Ausgiebige Tests und Studien zeigen, dass der Impfstoff für Katzen verträglich ist und ihnen in keiner Weise schadet. Dennoch kam es bisher nicht zu einer Zulassung. Die Behörden, die Arzneimittel für Menschen verwalten, fühlen sich für einen Katzenimpfstoff nicht zuständig. Und für jene Behörden, die für Tiere verantwortlich sind, gilt die verbindliche Auflage, dass das Tier von dem Arzneimittel profitieren muss.
Beim Thema Katzenimpfstoff HypoCatTM scheiden sich diesbezüglich die Geister. Die Forscher aus Zürich argumentieren, dass der Nutzen darin liegt, dass die Tiere nicht ins Tierheim abgegeben werden müssen, weil ihre Besitzer nicht so stark allergisch reagieren. Das reicht vielen Zulassungsstellen aber nicht als Nutzen.
Fakt: Alle Katzen produzieren Allergene in ihrem Speichel.
Katzenliebhaber mit einer Katzenallergie stehen oft vor einer schwierigen Entscheidung und überlegen lange hin und her, bevor sie sich trotz aktiver Allergie eine Katze zulegen - oder eben nicht. Eines darf aber vorweggenommen werden: Es gibt Hoffnung und Möglichkeiten, sich diesen Herzenswunsch vielleicht trotz einer bestehenden Allergie zu erfüllen.
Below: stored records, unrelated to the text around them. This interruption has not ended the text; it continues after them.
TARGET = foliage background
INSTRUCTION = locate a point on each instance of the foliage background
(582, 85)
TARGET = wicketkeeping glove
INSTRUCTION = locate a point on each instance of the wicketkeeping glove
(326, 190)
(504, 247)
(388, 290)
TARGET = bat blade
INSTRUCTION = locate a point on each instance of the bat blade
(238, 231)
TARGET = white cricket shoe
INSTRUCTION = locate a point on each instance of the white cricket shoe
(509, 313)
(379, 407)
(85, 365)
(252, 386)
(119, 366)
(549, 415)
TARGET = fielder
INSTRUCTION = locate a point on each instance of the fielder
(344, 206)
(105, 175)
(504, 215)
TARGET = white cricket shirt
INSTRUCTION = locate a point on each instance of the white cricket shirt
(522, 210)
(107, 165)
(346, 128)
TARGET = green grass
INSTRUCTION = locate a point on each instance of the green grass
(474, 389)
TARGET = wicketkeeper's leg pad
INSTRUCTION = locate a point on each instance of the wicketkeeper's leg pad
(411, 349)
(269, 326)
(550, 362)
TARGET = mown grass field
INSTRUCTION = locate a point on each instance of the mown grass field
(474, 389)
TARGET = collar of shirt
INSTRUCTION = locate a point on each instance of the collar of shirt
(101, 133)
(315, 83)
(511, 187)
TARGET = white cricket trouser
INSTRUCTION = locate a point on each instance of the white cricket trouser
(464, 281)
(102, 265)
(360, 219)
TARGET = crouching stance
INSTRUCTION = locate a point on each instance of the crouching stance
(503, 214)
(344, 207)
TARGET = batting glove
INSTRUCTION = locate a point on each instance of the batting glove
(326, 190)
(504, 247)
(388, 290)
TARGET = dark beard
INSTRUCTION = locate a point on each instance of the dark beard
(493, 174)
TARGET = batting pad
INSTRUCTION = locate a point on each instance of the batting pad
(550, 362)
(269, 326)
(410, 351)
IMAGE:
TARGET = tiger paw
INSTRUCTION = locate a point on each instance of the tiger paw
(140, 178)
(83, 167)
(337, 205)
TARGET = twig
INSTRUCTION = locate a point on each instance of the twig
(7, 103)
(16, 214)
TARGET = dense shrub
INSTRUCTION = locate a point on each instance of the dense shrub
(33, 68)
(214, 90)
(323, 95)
Menschen mit einer leichten Katzenallergie können aufatmen, denn es gibt eine große Bandbreite an Möglichkeiten, wie es mit dem Wunsch, eine Katze zu besitzen, trotz Allergie klappen kann. Auf lange Sicht kann dein beschwerdefreies Miteinander möglich sein.
Die kurze Antwort lautet dementsprechend „Ja“, allerdings nur unter bestimmten Voraussetzungen.
Es ist wichtig zu beachten, dass die Symptome einer Katzenallergie unmittelbar nach dem Kontakt mit Katzen oder sogar Stunden später auftreten können. In einigen Fällen können die Symptome persistent sein, insbesondere wenn die Exposition gegenüber Katzen regelmäßig ist.
Natürlich ist die effektivste Lösung gegen allergische Reaktionen bei einer Katzenallergie ist, dass Sie auf eine Katze verzichten. Für viele Katzenliebhaber ist das jedoch keine Option.
Es ist möglich, dass Sie auch als Allergiker eine Katze halten. Das geht natürlich nur, wenn ihre allergischen Reaktionen nicht sehr stark ausfallen! Suchen Sie auf diese Weise eine Katze, auf die Sie wenig bis gar nicht reagieren.
Allerdings können sich die allergischen Reaktionen im Laufe der Zeit verschlimmern. Das muss Ihnen unbedingt bewusst sein. Haben Sie sich als Katzenallergiker eine Katze angeschafft, kann es sein, dass die allergischen Reaktionen immer extremer ausfallen, bis Sie das Tier schließlich wieder abgeben müssen. Das ist besonders tragisch. Nicht nur für den Halter, sondern auch für die Katze. Medizinische Experten raten aber immer, auf das zu verzichten, was eine Allergie auslöst.